I laughed. Then I watched as her smile faded.
But when your platelets were so low, she said. I mean… I had just been through all that with my dad. She trailed off.
My wife doesn’t cry about her father’s death very often. It happens at unpredictable times, and when it does, I hold her against me until long after it has stopped.
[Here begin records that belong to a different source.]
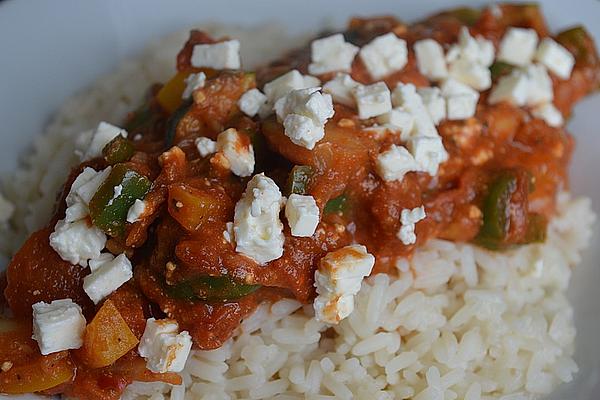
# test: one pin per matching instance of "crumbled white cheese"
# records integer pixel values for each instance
(405, 95)
(193, 82)
(101, 260)
(251, 102)
(102, 135)
(372, 100)
(85, 186)
(331, 54)
(384, 55)
(222, 55)
(237, 150)
(408, 219)
(511, 88)
(77, 242)
(136, 211)
(430, 59)
(302, 214)
(58, 326)
(340, 88)
(549, 113)
(461, 100)
(398, 120)
(555, 57)
(395, 162)
(428, 151)
(107, 278)
(256, 225)
(435, 103)
(518, 46)
(304, 113)
(7, 209)
(338, 280)
(475, 75)
(469, 60)
(205, 146)
(164, 349)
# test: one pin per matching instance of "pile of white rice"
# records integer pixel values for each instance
(459, 322)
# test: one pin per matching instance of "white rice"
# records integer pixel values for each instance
(459, 322)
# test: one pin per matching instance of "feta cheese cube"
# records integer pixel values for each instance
(331, 54)
(408, 219)
(193, 82)
(58, 326)
(398, 119)
(461, 106)
(7, 209)
(340, 88)
(107, 278)
(103, 134)
(77, 242)
(540, 88)
(251, 102)
(461, 100)
(473, 74)
(164, 349)
(304, 113)
(96, 263)
(205, 146)
(518, 46)
(384, 55)
(406, 96)
(302, 214)
(338, 280)
(372, 100)
(548, 113)
(256, 225)
(555, 57)
(511, 88)
(434, 102)
(136, 211)
(428, 152)
(238, 150)
(222, 55)
(430, 59)
(395, 162)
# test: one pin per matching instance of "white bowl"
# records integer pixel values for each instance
(51, 49)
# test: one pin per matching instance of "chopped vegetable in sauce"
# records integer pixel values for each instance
(473, 175)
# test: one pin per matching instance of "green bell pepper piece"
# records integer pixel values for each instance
(496, 211)
(109, 206)
(576, 40)
(210, 288)
(299, 180)
(118, 150)
(174, 121)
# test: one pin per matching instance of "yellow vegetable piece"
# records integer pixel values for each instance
(24, 369)
(169, 97)
(107, 338)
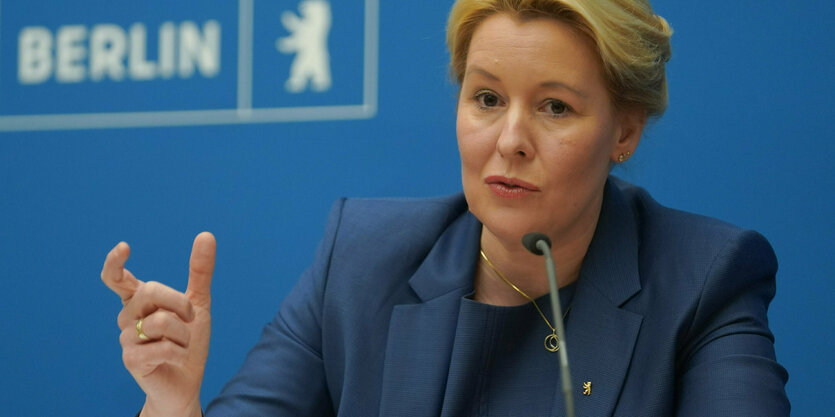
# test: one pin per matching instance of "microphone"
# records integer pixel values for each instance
(540, 244)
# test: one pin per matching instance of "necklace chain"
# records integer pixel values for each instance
(551, 341)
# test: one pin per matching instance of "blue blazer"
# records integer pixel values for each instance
(668, 317)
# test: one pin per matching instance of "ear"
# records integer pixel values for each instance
(631, 127)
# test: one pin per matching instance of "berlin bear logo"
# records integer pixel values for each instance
(309, 41)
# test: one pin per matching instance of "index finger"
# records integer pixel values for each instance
(114, 274)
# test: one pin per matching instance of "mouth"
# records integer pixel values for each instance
(510, 187)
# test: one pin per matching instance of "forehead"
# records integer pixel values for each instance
(538, 47)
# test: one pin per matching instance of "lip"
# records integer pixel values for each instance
(510, 187)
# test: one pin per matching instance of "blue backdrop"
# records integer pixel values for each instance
(88, 159)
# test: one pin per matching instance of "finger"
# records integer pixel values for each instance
(201, 267)
(114, 274)
(142, 360)
(152, 296)
(160, 324)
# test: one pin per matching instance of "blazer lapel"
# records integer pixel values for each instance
(421, 335)
(600, 336)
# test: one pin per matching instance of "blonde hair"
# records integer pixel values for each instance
(632, 41)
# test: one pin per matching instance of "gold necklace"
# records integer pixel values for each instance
(552, 342)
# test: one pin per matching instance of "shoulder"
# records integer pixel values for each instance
(683, 238)
(387, 223)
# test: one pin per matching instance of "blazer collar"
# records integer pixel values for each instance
(451, 263)
(611, 262)
(601, 336)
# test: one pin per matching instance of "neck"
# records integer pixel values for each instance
(524, 269)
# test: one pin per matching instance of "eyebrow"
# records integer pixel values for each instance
(546, 84)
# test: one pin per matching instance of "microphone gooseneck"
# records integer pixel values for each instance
(540, 244)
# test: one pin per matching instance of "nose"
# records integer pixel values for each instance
(515, 140)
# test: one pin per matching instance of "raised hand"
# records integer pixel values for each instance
(165, 333)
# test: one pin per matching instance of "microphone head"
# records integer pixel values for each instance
(530, 239)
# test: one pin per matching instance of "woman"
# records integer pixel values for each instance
(433, 307)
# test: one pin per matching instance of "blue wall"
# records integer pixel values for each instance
(747, 138)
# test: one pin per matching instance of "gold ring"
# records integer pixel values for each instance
(139, 332)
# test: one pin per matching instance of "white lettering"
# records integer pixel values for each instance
(203, 51)
(70, 54)
(34, 60)
(139, 66)
(107, 52)
(167, 41)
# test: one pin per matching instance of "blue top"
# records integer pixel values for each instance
(499, 361)
(669, 317)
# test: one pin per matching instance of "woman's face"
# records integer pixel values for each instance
(537, 131)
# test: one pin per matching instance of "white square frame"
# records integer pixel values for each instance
(244, 112)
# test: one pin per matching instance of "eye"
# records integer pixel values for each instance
(487, 99)
(556, 108)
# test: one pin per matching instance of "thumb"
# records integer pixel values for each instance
(201, 266)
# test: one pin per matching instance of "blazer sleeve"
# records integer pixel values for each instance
(727, 366)
(283, 374)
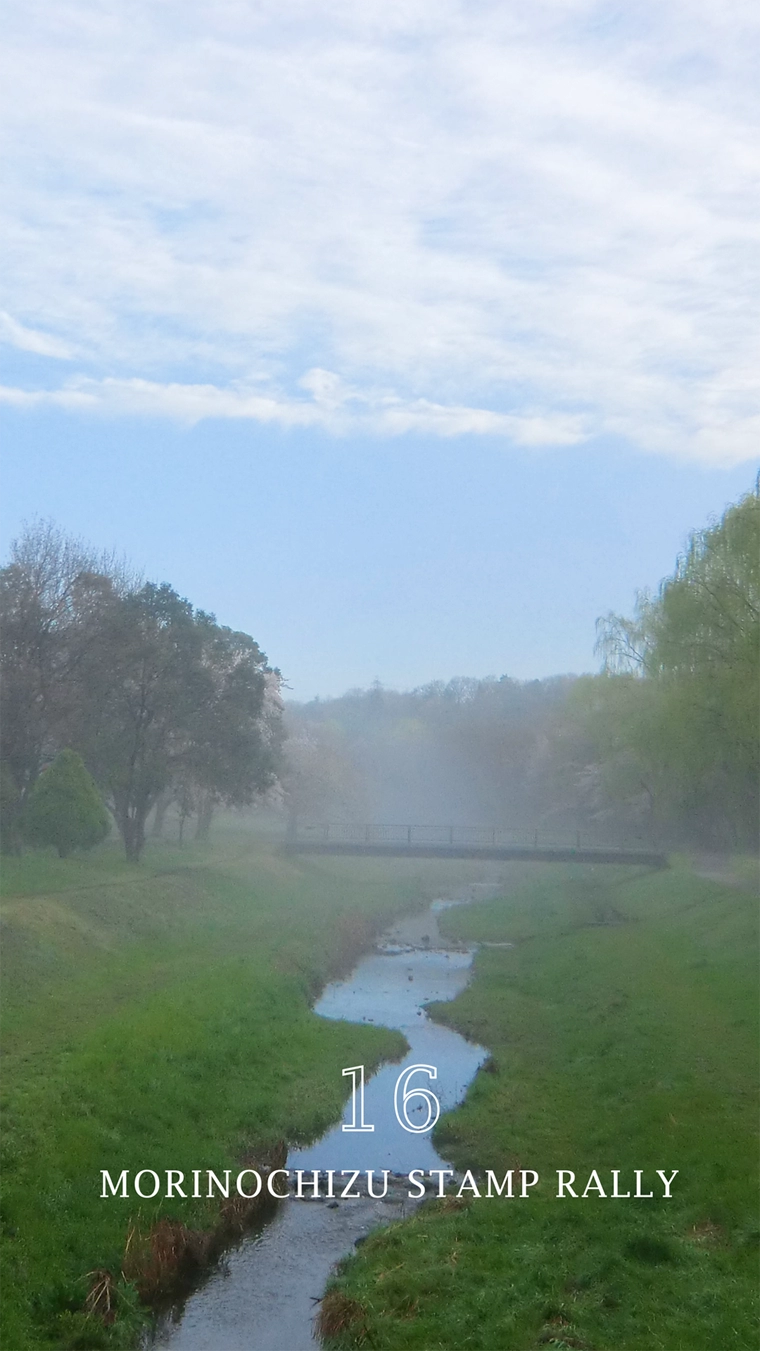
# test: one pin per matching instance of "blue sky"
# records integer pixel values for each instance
(406, 337)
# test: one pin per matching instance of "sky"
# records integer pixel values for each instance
(408, 337)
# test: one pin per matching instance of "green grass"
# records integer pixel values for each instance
(625, 1034)
(159, 1017)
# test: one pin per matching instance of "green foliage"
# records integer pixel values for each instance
(695, 724)
(65, 808)
(10, 800)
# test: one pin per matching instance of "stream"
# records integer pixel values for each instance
(263, 1294)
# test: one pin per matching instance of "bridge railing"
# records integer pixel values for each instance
(454, 836)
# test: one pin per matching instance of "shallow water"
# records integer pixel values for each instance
(265, 1293)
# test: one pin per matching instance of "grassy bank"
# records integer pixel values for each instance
(159, 1017)
(625, 1034)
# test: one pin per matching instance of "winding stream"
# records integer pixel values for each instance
(263, 1294)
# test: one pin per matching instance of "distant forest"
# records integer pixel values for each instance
(663, 745)
(165, 708)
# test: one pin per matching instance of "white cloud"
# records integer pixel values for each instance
(30, 339)
(540, 223)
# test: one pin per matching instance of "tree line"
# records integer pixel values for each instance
(662, 745)
(155, 697)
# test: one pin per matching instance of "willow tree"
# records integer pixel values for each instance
(698, 641)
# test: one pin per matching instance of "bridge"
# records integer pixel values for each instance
(463, 842)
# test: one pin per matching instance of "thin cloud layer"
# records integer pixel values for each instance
(533, 222)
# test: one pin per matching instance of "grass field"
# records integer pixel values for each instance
(625, 1034)
(159, 1017)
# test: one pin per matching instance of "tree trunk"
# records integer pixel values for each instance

Now she simply glared at me. Of course I was scared, she said. But I wasn’t going to let you see that. What good would that have done?
~
Kain na, one last time. It is our final dinner before heading to the airport, and Lola Teny has brought chicken feet for me. The six o’clock sun is shining through the mango trees, directly in my eyes. Everyone is talking except for my wife and I. My mother-in-law is laughing. She is happy here, and I am afraid for her to return to the empty house in Michigan where she watches television alone.
I let the conversation in Tagalog wash over me, unable to pick out any of the words Stan Lee told me to enter into my phone. Because I do not want to put in the work required to learn it well, I will remain a stranger to this language. But not to this food.
Now, I am completely focused on the chicken feet. My wife watches as I eat them slowly and methodically. For my father-in-law, I savor the skin, the meager meat between the three knuckles. I lick the sweet garlicky sauce from my fingers. And I am careful, as always, not to swallow the tiny bones.